# clear tumbler tubes on ebay cheap



## tombstone (Feb 21, 2007)

http://cgi.ebay.com/Clear-PVC-for-DYI-filters-LARGE-see-if-it-is-working_W0QQitemZ270092206606QQihZ017QQcategoryZ20756QQssPageNameZWDVWQQrdZ1QQcmdZViewItem

 check it out.


----------



## stinger haut (Mar 1, 2007)

Hey Tombstone,
 I forgot to say thanks for the heads up on the PVC tubes.

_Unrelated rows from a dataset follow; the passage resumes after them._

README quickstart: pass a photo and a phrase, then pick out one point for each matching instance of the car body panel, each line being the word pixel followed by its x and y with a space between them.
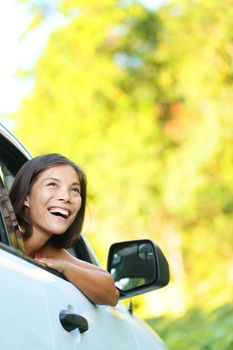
pixel 33 297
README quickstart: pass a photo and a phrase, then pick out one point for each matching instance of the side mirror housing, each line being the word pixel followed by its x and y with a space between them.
pixel 137 267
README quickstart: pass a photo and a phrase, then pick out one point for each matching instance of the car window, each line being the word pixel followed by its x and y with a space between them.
pixel 11 159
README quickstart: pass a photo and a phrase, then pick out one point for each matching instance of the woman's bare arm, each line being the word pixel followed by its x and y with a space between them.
pixel 96 283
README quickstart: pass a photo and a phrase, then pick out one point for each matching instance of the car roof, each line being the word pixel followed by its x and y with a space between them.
pixel 13 140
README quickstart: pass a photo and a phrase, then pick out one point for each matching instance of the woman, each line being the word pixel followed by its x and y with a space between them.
pixel 49 199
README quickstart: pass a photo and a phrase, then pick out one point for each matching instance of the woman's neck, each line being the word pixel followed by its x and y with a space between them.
pixel 35 243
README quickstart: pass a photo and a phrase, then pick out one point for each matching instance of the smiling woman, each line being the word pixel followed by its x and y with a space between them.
pixel 49 199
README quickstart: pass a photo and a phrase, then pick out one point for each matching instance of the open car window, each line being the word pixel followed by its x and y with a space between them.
pixel 10 233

I used my wife's ebay account and bought the 4 inch canisters.
 I will post a reply when they arrive.
 Stinger Haut


----------



## tombstone (Mar 4, 2007)

Glad they went to a forum member.  I've learned so much here and this site is so entertaining i'm glad to be able to help out.


----------



## stinger haut (Mar 10, 2007)

If you order a plastic tube for tumbling from this seller, have them measure the inside I.D. of the canister your interested in buying before ordering.
 The reason is that the inside I.D. s aren't always compatible with all of Jar Doctor's stopples.
 The seller is really great to work with and will be happy to help you.
 You can't beat the prices for these clear tubes (even with the cost of shipping).
 Stinger Haut


----------



## tombstone (Mar 24, 2007)

Since that auction has ended but a lot of people might still be checking this out here is a link to the seller: http://search.ebay.com/_W0QQsassZfbboydQQhtZ-1


----------



## Hunter (May 11, 2007)

Thanks Tombstone.  I bought 2  4" tubes.  I am gearing up towards a tumbler.

 Take care,
 Hunter


----------